By Kanenas, another humble and anonymous nobody at Syntagma
- “So which way will it be? Gun or injection?”
- “Actually, I was thinking of surviving…”
- “Let me check. Oh this is not an option, I am afraid…”
I, the Greek voter, “Kanenas” (= nobody), woke up, in sweat. It might seem as an existentialist’s lost script page but this is what I literally live these days.
“Would you prefer to go bankrupt now or at a more convenient for us later date?” the unknown voice keeps asking.
And I keep thinking:
For the past year, I have suffered greatly. The austerity measures were nothing in comparison with my strenuous self-education on several fields of knowledge. Economic theories, political philosophy for dummies, ethics, alternative growth models, resource based economy plans. From popular cartoons and documentaries, till hardback classics, the conclusion was inevitable: all I know is that I know nothing… (still! after 2500 years!)

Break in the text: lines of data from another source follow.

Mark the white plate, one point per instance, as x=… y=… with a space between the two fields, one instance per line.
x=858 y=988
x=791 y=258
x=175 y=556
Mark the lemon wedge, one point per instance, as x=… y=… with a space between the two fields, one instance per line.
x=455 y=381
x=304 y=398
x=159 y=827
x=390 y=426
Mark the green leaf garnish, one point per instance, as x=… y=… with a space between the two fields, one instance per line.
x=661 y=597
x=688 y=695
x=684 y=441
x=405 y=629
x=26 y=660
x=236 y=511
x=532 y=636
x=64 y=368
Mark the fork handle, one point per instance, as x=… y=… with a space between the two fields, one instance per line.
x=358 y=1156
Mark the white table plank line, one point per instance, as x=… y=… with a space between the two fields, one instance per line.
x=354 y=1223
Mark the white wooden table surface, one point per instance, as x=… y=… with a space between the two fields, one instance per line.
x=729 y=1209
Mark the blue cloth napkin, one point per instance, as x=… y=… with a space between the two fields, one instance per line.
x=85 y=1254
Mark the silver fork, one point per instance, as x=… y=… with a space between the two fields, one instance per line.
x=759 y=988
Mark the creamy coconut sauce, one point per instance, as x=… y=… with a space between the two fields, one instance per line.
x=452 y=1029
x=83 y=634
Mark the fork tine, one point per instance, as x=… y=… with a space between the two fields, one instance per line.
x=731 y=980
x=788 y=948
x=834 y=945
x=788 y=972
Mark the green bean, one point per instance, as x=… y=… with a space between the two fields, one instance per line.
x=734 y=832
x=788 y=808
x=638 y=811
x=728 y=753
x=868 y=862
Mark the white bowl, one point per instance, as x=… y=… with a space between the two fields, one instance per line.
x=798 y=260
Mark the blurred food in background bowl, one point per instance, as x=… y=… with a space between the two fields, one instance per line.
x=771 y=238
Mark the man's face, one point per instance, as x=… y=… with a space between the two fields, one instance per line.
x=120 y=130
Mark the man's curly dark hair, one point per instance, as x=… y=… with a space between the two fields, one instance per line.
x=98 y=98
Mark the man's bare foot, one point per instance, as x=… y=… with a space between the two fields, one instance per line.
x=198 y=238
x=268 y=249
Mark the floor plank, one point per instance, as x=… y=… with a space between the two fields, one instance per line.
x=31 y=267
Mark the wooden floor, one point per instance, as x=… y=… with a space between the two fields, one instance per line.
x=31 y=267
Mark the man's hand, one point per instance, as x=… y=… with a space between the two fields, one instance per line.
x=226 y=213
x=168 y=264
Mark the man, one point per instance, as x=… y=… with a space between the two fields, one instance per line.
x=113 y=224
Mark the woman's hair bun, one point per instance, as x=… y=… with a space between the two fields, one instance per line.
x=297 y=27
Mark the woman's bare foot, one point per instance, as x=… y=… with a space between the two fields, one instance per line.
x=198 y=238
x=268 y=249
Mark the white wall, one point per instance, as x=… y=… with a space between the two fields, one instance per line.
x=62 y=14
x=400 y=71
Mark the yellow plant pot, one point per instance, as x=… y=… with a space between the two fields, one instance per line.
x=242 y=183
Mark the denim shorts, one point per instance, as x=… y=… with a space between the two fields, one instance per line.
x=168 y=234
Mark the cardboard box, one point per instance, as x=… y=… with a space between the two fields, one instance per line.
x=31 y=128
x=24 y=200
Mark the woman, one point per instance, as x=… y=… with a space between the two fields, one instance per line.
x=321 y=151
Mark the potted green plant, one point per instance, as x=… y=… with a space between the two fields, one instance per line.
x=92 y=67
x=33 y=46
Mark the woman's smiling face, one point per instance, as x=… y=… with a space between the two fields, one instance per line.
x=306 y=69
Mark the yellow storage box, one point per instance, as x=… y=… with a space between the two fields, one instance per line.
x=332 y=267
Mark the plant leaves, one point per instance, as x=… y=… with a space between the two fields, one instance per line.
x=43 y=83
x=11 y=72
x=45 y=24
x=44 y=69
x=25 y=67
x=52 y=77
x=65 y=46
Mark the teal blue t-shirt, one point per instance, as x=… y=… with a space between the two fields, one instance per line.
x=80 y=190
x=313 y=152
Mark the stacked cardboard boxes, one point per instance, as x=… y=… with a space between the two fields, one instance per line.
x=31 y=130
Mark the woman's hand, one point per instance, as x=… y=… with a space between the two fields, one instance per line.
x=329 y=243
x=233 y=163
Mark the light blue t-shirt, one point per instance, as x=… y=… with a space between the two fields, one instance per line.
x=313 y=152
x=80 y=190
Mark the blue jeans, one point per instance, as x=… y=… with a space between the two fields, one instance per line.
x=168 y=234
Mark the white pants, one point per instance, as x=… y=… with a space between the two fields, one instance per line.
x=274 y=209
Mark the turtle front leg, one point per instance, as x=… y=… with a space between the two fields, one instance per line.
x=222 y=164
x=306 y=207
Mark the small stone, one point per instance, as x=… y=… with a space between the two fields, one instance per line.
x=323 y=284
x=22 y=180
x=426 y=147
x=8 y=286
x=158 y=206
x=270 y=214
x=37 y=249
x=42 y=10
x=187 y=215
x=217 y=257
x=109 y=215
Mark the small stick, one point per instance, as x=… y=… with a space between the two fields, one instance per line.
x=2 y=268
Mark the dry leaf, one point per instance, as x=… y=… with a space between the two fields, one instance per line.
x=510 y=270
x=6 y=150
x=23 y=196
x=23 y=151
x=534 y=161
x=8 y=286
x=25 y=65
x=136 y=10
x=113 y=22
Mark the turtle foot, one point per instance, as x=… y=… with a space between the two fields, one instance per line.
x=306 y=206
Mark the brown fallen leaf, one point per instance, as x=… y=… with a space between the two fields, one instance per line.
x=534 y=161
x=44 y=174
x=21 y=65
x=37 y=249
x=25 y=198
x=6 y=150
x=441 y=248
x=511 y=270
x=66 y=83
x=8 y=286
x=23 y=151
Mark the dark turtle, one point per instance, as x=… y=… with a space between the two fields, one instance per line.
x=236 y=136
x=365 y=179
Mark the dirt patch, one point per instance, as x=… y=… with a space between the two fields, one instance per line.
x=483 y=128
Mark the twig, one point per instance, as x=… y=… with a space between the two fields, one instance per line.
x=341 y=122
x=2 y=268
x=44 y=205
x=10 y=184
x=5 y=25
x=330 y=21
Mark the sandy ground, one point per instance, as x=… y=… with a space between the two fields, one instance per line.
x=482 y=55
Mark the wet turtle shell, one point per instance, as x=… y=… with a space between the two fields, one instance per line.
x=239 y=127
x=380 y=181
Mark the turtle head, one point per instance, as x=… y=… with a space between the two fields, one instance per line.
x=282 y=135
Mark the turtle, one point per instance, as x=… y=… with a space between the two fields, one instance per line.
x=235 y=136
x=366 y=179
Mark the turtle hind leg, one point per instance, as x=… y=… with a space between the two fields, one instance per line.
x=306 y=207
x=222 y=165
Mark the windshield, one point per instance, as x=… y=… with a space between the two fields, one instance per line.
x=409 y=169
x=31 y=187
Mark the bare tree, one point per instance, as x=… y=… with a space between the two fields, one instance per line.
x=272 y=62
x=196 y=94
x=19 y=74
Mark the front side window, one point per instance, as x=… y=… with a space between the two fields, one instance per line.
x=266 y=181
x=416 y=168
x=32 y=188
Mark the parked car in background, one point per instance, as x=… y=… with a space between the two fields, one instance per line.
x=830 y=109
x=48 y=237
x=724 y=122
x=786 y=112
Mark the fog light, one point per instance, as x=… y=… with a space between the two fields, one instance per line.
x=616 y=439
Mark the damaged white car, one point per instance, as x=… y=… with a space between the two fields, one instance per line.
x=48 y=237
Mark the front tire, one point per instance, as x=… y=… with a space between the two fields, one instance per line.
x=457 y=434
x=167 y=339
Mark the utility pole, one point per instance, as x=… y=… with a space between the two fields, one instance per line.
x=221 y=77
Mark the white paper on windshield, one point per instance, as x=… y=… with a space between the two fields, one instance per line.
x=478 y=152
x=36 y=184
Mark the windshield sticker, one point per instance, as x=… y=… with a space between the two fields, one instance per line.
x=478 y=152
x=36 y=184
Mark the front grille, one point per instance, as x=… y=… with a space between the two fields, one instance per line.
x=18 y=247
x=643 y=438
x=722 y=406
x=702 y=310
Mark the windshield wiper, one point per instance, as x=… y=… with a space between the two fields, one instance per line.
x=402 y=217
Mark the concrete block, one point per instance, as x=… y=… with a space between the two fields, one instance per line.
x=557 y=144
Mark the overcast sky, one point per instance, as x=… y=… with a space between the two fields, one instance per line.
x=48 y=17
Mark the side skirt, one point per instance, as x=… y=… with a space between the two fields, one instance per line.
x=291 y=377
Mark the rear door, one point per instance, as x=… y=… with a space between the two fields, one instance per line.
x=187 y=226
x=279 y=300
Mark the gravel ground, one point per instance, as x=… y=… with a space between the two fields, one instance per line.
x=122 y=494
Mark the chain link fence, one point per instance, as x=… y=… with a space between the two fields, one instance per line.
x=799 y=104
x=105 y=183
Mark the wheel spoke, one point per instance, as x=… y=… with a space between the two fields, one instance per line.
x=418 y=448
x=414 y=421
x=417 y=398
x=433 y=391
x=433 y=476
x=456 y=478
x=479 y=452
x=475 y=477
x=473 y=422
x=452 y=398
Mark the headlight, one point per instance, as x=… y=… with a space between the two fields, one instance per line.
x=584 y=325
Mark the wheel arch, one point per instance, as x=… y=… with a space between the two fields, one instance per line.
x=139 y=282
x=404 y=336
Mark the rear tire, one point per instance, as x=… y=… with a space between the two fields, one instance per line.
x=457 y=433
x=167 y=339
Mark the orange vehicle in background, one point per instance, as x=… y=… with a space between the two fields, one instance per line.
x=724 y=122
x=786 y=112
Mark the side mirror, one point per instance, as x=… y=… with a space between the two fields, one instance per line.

I have even forgotten how it all started. Let me think… It was one day, oh damn that day, that the “markets” out of “anxiety”, stopped their flow of debt money towards Greece’s inexistent, for the past 30 (!) years, real economy.
And at that time I received the news: I was to be punished in the hardest medievalist protestant way. I had to become a schizophrenic. A citizen-employee, willing to be fired while my nation-company was to go bankrupt, and all that for undefined theological, economical reasons.
And therefore my fellow European friend, Markus had to pay from his supposed “tax money” to save me. He groaned, I moaned and one year later it seems that he needs to pay more and I am far away from being saved, unless this is meant in post-mortem context…
“Where does all money go when it dies?”
Further processing, this time with logical and enlightenment-period methods, brought me to a dead end.
And this is how irrationality entered my inner self and poisoned me fatally. I started to change. My eyes grew brighter, my hair wilder, my voice stronger. I became an “indignant”, shouting and gesticulating rudely towards the Parliament building. My second mutation was even more obscene. I found myself thinking about the word totems of our society: “democracy”, “justice”, “financial system”, till my illness guided me down the drain to question even the existence of his holiness himself, with a capital C. CAPITALISM. But what most worried the troika doctors was the strangest symptom of it all: my unjustified joy, and lift of spirit.
It was me, Kanenas, the word Ulysses used as a name when he killed Polyphemous, man of great fame.
Kanenas, the most popular prime minister in recent gallops, was, in fact, me!
The revelation was instant and fatal. I had to take matters into my own hands, as clumsy as they may be. Despite the windy spaces (of years of propaganda, and consumption), inside my head I was still left, luckily, with my basic instinct: that of survival.